Mandate Terms and Conditions for Consulting Engagement
GENERAL TERMS AND CONDITIONS OF ENGAGEMENT
Our engagement terms include our mandate letter (including any schedules and attachments) and these business terms and replace any earlier agreement between us in relation to the matter described in the mandate letter.
The scope of the services we will provide is described in the mandate letter to which these terms are attached.
TERM OF ENGAGEMENT
3.1 Both parties may give written notice to the other of not less than 30 days to terminate the Engagement
on expiry of the notice period.
3.2 If either party fails to perform any material obligation under the Mandate, and does not remedy the failure within 14 days of being required to do so, the other party may terminate the Engagement with immediate effect, without prejudice to any other available right or remedy.

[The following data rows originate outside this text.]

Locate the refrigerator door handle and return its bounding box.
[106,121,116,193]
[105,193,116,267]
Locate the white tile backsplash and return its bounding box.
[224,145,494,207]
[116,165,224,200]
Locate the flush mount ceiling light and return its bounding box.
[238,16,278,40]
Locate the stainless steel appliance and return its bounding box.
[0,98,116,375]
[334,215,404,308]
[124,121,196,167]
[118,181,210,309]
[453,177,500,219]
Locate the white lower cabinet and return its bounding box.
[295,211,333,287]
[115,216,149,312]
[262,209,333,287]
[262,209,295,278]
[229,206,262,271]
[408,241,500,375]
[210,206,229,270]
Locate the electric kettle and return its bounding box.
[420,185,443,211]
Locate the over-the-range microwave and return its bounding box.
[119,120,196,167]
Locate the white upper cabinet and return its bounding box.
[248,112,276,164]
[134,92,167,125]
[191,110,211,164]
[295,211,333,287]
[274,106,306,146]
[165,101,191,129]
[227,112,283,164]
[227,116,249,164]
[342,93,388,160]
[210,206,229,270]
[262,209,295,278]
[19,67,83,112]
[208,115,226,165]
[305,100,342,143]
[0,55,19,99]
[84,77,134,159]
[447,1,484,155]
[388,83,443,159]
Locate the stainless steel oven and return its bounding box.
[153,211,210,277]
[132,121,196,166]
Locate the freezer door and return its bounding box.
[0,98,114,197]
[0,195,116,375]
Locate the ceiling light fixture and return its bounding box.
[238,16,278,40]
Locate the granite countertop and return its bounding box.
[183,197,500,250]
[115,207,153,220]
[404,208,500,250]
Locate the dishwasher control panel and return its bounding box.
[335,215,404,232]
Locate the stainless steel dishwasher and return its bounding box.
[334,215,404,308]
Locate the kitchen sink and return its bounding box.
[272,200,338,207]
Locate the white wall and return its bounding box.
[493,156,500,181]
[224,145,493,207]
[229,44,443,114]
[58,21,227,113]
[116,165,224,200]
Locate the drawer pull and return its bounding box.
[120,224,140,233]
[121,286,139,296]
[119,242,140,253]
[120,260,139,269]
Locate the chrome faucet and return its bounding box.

3.3 Termination of the Engagement does not in any way affect your or our respective rights accrued up to the effective time of termination. Nor does it in any way affect this paragraph 3.3, or paragraphs 5.3, 10, 11 or 12 below, all of which will remain enforceable in accordance with their terms.
4.1 You agree to provide us as soon as reasonably possible from time to time with all information relating to you and the members of your Group (including your and their respective strategies, prospects, corporate affairs, personnel, businesses, customer and supplier relationships, assets, liabilities, profits and losses) that is or might reasonably be regarded as being relevant to us:
(a) for the purpose of advising you; and
(b) for the purpose of us agreeing to accept the Engagement.
You agree to provide us with particular information that is relevant to the Engagement including access to all appropriate directors, officers, employees, auditors and advisers of the Group where relevant to the Scope of Work, when we reasonably request it. As stated above, our advice will be based on our understanding of your company and its objectives as explained by you, as well as other information provided by you.
4.2 We are entitled to rely on all such information without independent verification, but to the extent that we become aware that information supplied to us is incompatible, untrue, inaccurate or misleading we will notify you as soon as practicable. You will notify us as soon as practicable if you subsequently discover that any information you have provided is incomplete, untrue, inaccurate or misleading.
5.1 Subject to paragraph 5.2 below:
(a) both parties agree to treat as strictly confidential and not to disclose any information received or obtained as a result of entering into or performing the Mandate. Specifically, you agree not to disclose or refer to our advice in any publication issued by you or any member of your Group without our prior written consent;
(b) our respective obligations under this paragraph 5 will cease after two years from the end of our engagement;
(c) both parties agree to ensure that, in your case, the members of your Group, and in our case, our Associates, and the respective directors, officers, employees, agents and advisers observe the provisions of this paragraph 5 as if they were bound by it (and any breach of its terms by any of them will be deemed to be a breach by whichever of us fails to ensure that they so behave).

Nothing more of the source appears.